ミッドナイト・エクスプレス

レンタルした。
結局、自分で法を破ったから投獄されたわけだし、政治的な駆け引きに巻き込まれてしまったのも、そんな危険な時期に危険な地域に接近するからだ。
そりゃ面白い旅行だっただろうと思う。他国に旅するというのは、文化伝統の違いもそうだけど、法の違いもはっきりある。法というのは時の決まりであって、よく「悪法も法なり」といわれる。どこに基準を置くかで、悪なのか善なのかも変わってくる。とにかく決まりであって、それが異なる地域に足を踏み入れた途端にその法の枠の中で、行動は規制されてしまうものだ。
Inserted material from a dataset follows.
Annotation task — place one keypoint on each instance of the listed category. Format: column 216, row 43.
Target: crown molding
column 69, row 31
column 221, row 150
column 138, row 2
治安のきまり、裁判のきまり、罰則のきまり…。
ミッドナイト・エクスプレスの主人公の場合、自分で把握しているかどうかは別として、ハイリスクな旅と行動をとったということだ。
ハイリスクなら「良い結果」「悪い結果」どちらか好きな方を選ぶわけにはいかない。さらに「悪い結果」をチャラにしてくれというのもゲームに参加した以上、往生際が悪い。そういう人はゲームに参加してはいけないんだろうと思う。結果が出る前の、ゲームへの参加不参加の行動は自由なんだろうから。
ミッドナイト・エクスプレスの主人公は、ハイリスクなゲームに参加して、負けたのだと思う。その自ら負った負債があとから変更されたって、そこの「法」と「執行の決まり」で、最初から死刑といわれていたらその負債を負わざるをえないのだから、変更されたって理不尽かもしれないけど、彼の場合法を侵しているので主張は弱い。
人類の今までの歴史の中で、こういったハイリスクなゲームにとりこまれて、大富豪になったもの、無残に虫けら同然に死んでいったもの、たくさんの記述しきれないほどの、事例があったのだと思う。

この映画の場合、始めからフィクションとしたほうがテーマは時空間を自由に飛びまわり、人の心に大きな力をもったのではないかと思う。

ショーシャンクの空に』も刑務所でもみくちゃにされる人間を描いているが、この『ミッドナイト・エクスプレス』はショーシャンクのテーマと同じではない。ミッドナイトのテーマは法とか国家とかに翻弄される個人であり、ショーシャンクのテーマは人の弱さと冤罪に翻弄される個人がテーマだ。